PyTorch:强化学习 + OpenAI 不是学习

时间:2021-04-03 10:47:51

标签: pytorch recurrent-neural-network reinforcement-learning

我正在尝试构建一个模型,该模型将使用带有 Actor-Critic 策略的强化学习来预测股票的买入或卖出信号。 我是机器学习和 PyTorch 的新手,在我对这个问题的研究中,我意识到我没有在某种程度上学习任何东西......我的意思是,如果我只是在看 wandb 图表正在进化,那么看起来像是在学习一些东西。

enter image description here

此外,我正在通过这两个函数保存和加载模型:


    def save_model(self, path: str, name: str):
        torch.save(self.actor.state_dict(), os.path.join(path, f"{name}_actor"))
        torch.save(self.critic.state_dict(), os.path.join(path, f"{name}_critic"))

    def load_model(self, path: str, name: str):
        self.actor.load_state_dict(torch.load(os.path.join(path, f"{name}_actor")))
        self.critic.load_state_dict(torch.load(os.path.join(path, f"{name}_critic")))

但我发现真正奇怪的是,在我的选择操作功能中,我总是从 2(买入或卖出)中选择操作 1(卖出)。

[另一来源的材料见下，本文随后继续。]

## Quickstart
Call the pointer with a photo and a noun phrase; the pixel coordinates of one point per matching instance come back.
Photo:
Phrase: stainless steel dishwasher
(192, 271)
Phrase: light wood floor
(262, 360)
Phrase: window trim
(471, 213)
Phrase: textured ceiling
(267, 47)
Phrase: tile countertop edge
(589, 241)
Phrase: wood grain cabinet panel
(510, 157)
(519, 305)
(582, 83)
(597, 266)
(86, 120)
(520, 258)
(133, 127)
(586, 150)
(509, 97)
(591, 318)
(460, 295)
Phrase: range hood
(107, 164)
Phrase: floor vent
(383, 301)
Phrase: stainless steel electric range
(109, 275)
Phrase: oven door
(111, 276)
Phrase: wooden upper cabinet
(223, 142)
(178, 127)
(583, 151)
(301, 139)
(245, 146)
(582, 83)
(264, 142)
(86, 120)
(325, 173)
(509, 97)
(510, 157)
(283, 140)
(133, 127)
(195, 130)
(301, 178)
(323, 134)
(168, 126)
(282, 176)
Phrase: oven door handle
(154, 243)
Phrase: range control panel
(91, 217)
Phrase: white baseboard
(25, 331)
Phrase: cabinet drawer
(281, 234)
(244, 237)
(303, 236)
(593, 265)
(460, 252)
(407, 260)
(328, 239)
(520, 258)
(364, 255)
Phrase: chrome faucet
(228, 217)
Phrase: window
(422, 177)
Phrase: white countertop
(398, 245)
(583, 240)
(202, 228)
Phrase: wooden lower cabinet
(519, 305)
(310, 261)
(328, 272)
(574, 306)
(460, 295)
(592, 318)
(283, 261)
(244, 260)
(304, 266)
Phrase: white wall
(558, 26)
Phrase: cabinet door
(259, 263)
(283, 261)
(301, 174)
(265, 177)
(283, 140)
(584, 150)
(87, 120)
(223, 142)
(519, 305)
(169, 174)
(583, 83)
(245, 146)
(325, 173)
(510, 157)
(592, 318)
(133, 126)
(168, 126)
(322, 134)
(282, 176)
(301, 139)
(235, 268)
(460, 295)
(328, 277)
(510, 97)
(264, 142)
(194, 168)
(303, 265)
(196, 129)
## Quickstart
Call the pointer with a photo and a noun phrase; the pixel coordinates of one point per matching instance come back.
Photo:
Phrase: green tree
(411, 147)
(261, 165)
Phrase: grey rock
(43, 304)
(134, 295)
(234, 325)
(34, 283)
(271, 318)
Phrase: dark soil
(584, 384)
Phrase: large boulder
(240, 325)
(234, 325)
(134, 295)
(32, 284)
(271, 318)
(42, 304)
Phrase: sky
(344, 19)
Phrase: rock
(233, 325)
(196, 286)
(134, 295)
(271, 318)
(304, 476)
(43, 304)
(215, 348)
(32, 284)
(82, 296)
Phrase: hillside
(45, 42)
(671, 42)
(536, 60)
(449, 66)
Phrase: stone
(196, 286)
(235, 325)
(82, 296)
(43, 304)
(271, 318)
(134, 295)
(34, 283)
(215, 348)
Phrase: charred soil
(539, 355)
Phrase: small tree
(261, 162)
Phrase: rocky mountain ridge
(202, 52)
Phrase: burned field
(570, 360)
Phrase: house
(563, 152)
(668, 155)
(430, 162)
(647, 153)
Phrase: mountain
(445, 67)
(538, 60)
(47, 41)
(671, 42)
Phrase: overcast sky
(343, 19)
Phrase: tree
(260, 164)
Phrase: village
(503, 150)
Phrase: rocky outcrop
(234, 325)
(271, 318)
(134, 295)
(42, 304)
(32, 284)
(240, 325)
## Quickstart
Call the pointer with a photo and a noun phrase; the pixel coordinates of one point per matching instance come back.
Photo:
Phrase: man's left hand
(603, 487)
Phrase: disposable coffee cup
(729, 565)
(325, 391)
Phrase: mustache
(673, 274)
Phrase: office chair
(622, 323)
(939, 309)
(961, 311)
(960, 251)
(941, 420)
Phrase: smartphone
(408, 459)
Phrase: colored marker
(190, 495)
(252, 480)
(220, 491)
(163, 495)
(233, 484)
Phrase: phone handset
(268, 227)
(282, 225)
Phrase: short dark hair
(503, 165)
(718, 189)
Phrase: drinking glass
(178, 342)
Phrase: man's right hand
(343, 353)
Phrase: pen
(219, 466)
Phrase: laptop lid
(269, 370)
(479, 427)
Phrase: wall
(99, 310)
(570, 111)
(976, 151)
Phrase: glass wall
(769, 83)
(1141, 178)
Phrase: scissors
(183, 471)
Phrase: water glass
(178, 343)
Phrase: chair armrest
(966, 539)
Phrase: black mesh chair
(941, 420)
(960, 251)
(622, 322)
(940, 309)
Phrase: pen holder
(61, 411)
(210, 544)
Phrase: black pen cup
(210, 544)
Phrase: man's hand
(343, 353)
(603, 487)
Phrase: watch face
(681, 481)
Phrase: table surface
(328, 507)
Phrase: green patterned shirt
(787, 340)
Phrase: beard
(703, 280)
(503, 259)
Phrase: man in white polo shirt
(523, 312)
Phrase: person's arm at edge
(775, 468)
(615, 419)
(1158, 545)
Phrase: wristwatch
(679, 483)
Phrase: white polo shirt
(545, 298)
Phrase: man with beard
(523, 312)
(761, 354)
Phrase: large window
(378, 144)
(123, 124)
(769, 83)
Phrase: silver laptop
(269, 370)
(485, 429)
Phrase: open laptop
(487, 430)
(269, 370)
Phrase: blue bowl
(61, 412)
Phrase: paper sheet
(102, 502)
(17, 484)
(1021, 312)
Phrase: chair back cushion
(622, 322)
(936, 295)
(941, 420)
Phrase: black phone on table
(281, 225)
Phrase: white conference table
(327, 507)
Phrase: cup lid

动作与 1 不同的唯一时间是 random_for_egredy 大于 epsilon

    def select_action(self, state, epsilon):
        random_for_egreedy = torch.rand(1)[0]
        if random_for_egreedy > epsilon:
            with torch.no_grad():
                state = torch.Tensor(state.values).to(device)
                actor_action = self.actor(state)
                action = torch.argmax(actor_action)
                action = action.item()
        else:
            action = self.gym.action_space.sample()
        return action

这是我的优化功能:


    def optimize(self):
        if len(self.memory) < self.config.batch_size:
            return
        self.optimizer_actor.zero_grad()
        self.optimizer_critic.zero_grad()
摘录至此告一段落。